I don't mean to suggest that all foreigners are greedy any more than that all landlords are foreigners. However, this one particular fellow does fit a certain Hollywood archetype. He emigrated to the U.S., learned English, became a private school custodian, married the owner's overweight daughter, bought real estate with the proceeds and now owns several square blocks.
On the plus side, he's not bad to look at. Think Nicky Arnstein at the poker table, but without the white dinner jacket and a little wider through the hips. I picture him summering somewhere in the desert, where he tends to slim down despite sitting around tents eating falafels, drinking apple tea and smoking the houka. Far more alarming than my own cultural insensitivity, my neighbor, the former stripper and lifetime conspiracy theorist, perceives his trips abroad as confirmation of his membership in al-Quaeda. "The terrorists and the Republicans are in it together on every corner of every town," she'll often inform me, pulling the window shades and whispering like a block captain of the Dutch Resistance. "How do you think the Nazis got Poland?"
Personally, I can't picture this particular fellow taking on any political cause he'd be expected to fiscally support. The guy can squeeze a nickel until it screams, which is truly unfortunate given the architectural gems among his personal holdings. The bungalow courtyard where I live, for example, was one of several around town originally built in 1929 as contract housing for studio players. It was later the location for the 1984 Goldie Hawn movie, Swing Shift, set during World War II.

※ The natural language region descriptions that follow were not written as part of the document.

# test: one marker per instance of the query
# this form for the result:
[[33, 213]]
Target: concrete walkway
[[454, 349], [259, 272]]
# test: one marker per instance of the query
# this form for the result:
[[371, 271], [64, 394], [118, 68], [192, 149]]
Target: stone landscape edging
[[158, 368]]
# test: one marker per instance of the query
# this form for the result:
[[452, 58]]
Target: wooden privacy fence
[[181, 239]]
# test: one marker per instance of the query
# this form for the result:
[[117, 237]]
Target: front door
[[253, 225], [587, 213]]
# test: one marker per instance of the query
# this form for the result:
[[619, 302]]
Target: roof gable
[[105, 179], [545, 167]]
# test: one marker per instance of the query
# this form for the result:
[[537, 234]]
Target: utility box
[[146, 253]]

By my arrival in the mid-90s, the Craftsman cottages' wood siding had already been plastered over; the porches encased in concrete and painted an industrial gray. Inside, the signature period archways separating the kitchen and dining areas had been opened up at stark, square angles, while the wood sub-flooring in the dressing and bathrooms was laid with cheap tile. When we needed to replace the flimsy fiberglass shower stall, I lobbied for an authentic clawfoot tub obviously looted years earlier, which can now be re-claimed at the local flea market. "Kohler!" Nicky Arnstein declared, insisting I pay for half. "Kohler is top of the line!" When his Half-Wit Workmen tried to remove the original crown molding, I seized their toolbox and threatened to call the police. Over the years, I installed a crystal chandelier, replaced vintage doorknobs and fixtures, upgraded every last switch plate. I planted a rose garden, a vegetable patch, a koi pond and a bougainvillea trellis.

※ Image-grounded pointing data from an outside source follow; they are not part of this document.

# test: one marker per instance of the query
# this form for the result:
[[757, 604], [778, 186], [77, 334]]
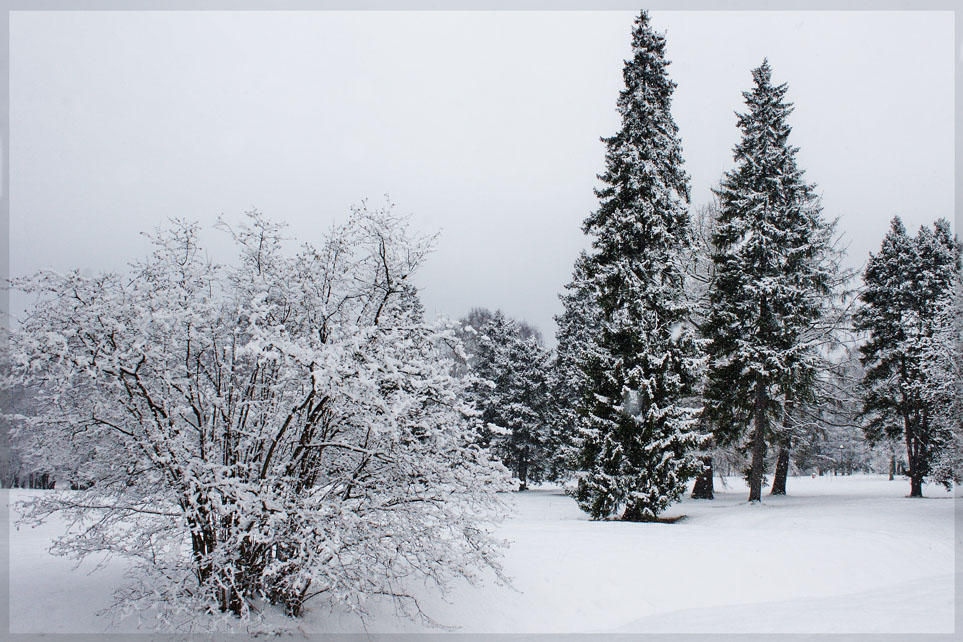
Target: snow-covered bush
[[261, 433]]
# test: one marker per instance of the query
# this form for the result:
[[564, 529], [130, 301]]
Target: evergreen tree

Making an unsuccessful bid for city council, Nicky helped concoct a failed plan in which Hollywood would have seceded from the City of Los Angeles—thus releasing his obligation to honor its tight rent control ordinance. While virtually every other original tenant has moved up and out, I've managed to go nowhere—while in all these years my rent has only been raised a hundred and thirty-five bucks. It shouldn't have been much of a surprise, really, when Nicky served me with eviction papers intended to beat the system, claiming that he and his family will share occupany of this tiny dwelling among themselves.
Though the bungalows have been zoned as rentals for seventy-five years, I'm faced with the immutable truth that though this one is my home, it's also his property. What a mistake to give my heart to a place that was never mine to begin with. I suppose it's like falling in love with someone who either can't or won't commit, or simply doesn't quite know how. I wish I could find some humor in the irony that, absent the lights, costumes and show-stopping musical numbers, that's just how I'd sum up what happened to Fanny Brice.